Die Einführung von Solvency II hat noch eine weitere wichtige Komponente mit sich gebracht: Mit dem neuen Regime wurde ein massiver Ausbau der Risiko- und Steuerungssysteme forciert. Im Gegenzug wurde den Versicherungen ein deutlich größerer Gestaltungsspielraum zugebilligt, sofern das entsprechende Knowhow und die passenden Systeme vorgehalten wurden. In der Entwicklung konnte damit das Produktangebot systematisch mit den Anforderungen der Kapitalanlage weiterentwickelt werden.

Treiber "Wohnimmobilienkreditrichtlinie": Der Baufinanzierungsmarkt hat sich durch die ebenfalls im Jahr 2016 in Kraft getretene Wohnimmobilienkreditrichtlinie grundlegend verändert. Im Nachgang zur Finanzkrise wollte der Gesetzgeber sicherstellen, dass Verbraucher keine Darlehen aufnehmen, die sie nicht verstehen oder nicht erfüllen können. Bereits in der Einführungsphase wurde deutlich, dass sowohl die Prüfung durch die Kreditgeber, aber auch die Beratung für Immobiliendarlehen deutlich aufwendiger werden würde und nur mit mehr Unterstützung in den IT-Systemen und besserer Vorfilter noch rechtssicher möglich wäre.

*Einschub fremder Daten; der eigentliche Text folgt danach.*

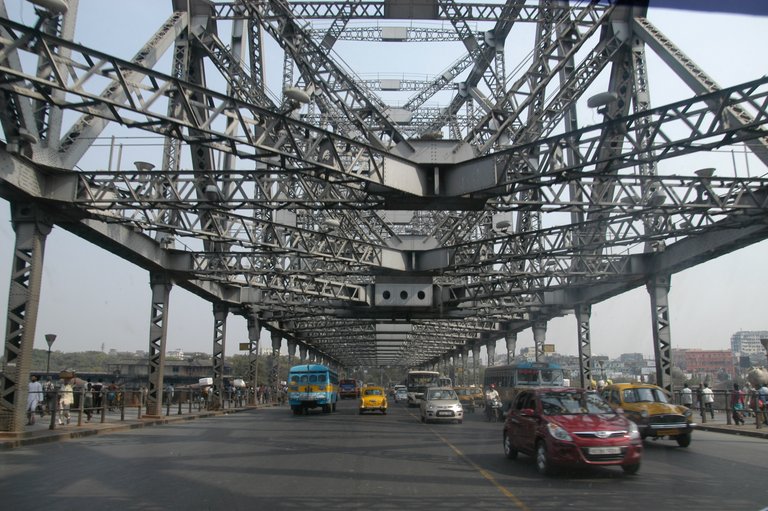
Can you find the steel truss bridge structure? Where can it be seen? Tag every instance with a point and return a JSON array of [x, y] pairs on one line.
[[374, 221]]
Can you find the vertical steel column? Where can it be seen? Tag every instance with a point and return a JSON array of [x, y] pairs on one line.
[[220, 312], [274, 370], [658, 288], [539, 336], [490, 349], [583, 313], [476, 363], [511, 339], [31, 229], [464, 377], [254, 332], [158, 331]]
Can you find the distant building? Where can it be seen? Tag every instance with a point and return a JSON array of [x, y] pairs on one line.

Professionalisierte Beratungswege

Für die Versicherer war noch ein weiteres Dilemma zu lösen: Trotz der höheren regulatorischen Anforderungen im Beratungsprozess galt es, für die eigene Vertriebsstruktur eine Lösung anzubieten, welche eine Teilnahme an dem Vermittlungsprozess ermöglicht. Neben der Einführung des "34 i GewO" als Qualifikationsanforderung begann auch eine Spezialisierungswelle, in der Vertriebskooperationen, der Zusammenschluss zu Maklerpools sowie technisch basierte Finanzierungsplattformen einen hohen Mehrwert bieten, indem sie bei der Erfüllung der regulatorischen Anforderungen umfassend unterstützen.

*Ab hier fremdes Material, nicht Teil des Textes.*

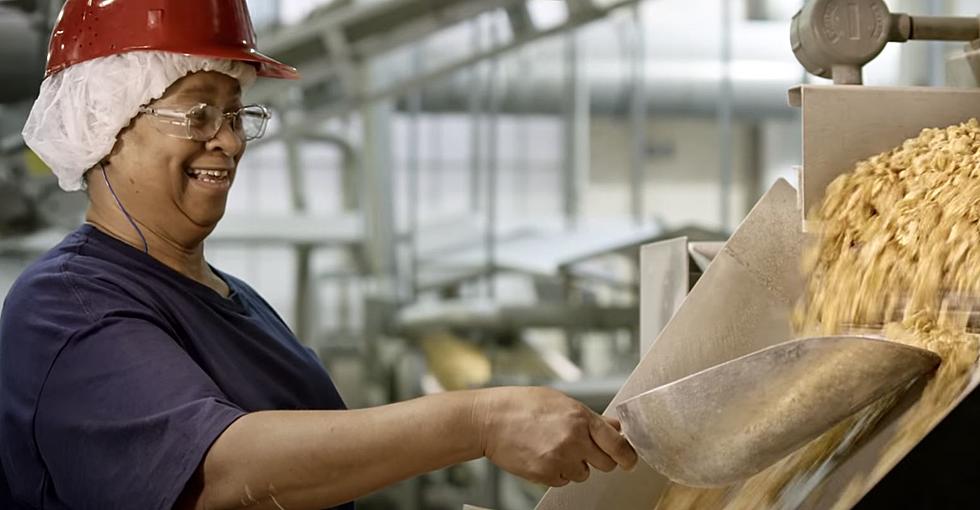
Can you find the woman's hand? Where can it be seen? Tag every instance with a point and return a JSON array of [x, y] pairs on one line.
[[546, 437]]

In Kooperation mit den Finanzierungsplattformen hat sich ein neues Vertriebsmodell geformt. Während für etablierte Berater mit hoher Affinität zu den Produkten der Baufinanzierung die Qualifikations- und Schulungsmaßnahmen ausgebaut wurden, erhielten Tausende weitere den Status des "Tippgebers", der - bezogen auf die Baufinanzierung - die Weiterleitung von Kundenkontakten an eine professionelle Beratungsinstanz ermöglicht. Unterm Strich hat die Hürde der Wohnimmobilienkreditrichtlinie dazu geführt, dass - teilweise zunächst gezwungenermaßen - mehr Aufmerksamkeit für die Baufinanzierung innerhalb der eigenen Vertriebsstrukturen geschaffen wurde. Im Resultat wurden die Beratungswege deutlich professionalisiert.

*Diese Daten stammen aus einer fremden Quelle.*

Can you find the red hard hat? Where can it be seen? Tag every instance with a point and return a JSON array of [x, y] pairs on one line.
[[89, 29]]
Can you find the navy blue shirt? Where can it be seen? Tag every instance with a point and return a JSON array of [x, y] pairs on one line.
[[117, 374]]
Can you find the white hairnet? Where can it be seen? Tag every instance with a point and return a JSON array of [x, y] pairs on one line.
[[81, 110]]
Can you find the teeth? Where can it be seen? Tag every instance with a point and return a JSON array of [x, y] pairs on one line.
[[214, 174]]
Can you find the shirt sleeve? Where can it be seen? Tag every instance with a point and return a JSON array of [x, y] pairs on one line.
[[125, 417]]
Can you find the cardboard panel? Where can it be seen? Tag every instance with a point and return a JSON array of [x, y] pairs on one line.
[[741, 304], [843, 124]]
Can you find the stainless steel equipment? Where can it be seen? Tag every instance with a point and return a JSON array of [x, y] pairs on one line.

Abbildung 1: Neues Vertriebsmodell in Kooperation mit Finanzierungsplattformen Quelle: E. Schulz/P. Maas

Treiber "Vergleichs- und Vermittlungsplattformen": Immer mehr Kunden nutzen Vergleichsplattformen und Onlineportale, um eine höhere Markttransparenz zu bekommen. Kreditgeber werden sowohl zum Produkt, im Zins als auch in der Schnelligkeit direkt verglichen. Die Vermittlung über digitale Finanzierungsplattformen boomt, wie diversen Pressemitteilungen der Interhyp und Hypoport zu entnehmen ist. Auch klassische Hausbankvertriebe, wie zum Beispiel Sparkassen, sehen ihre Zukunft auf spezialisierten digitalen Finanzierungsplattformen. Das deutliche Wachstum der Plattform "Finmas" spricht für sich.

Fluch und Segen zugleich

Da verwundert es nicht, dass laut einer Studie von Investors Marketing 2025 jede zweite Baufinanzierung in Deutschland über Finanzierungsplattformen "online" vermittelt wird. Insofern ist die Entwicklung bei den Plattformen für die Anbieter von Baufinanzierungen Fluch und Segen zugleich. Versicherer haben früh die Chancenseite erkannt und die Plattformen in den Mittelpunkt der Geschäftsstrategien gestellt. Die eigenen Investitionen wurden in Grenzen gehalten. Die größten Vorteile dabei sind kundennahe und digitale Prozesse, die Schaffung von zusätzlichen Ertragsquellen für die eigene Vertriebsstruktur durch die Bereitstellung eines professionellen Vermittlungsprozesses sowie der Vertrieb der Baufinanzierungsprodukte außerhalb der eigenen Vertriebsstruktur durch den digitalen Zusammenschluss mit Finanzvertrieben und Maklerpools.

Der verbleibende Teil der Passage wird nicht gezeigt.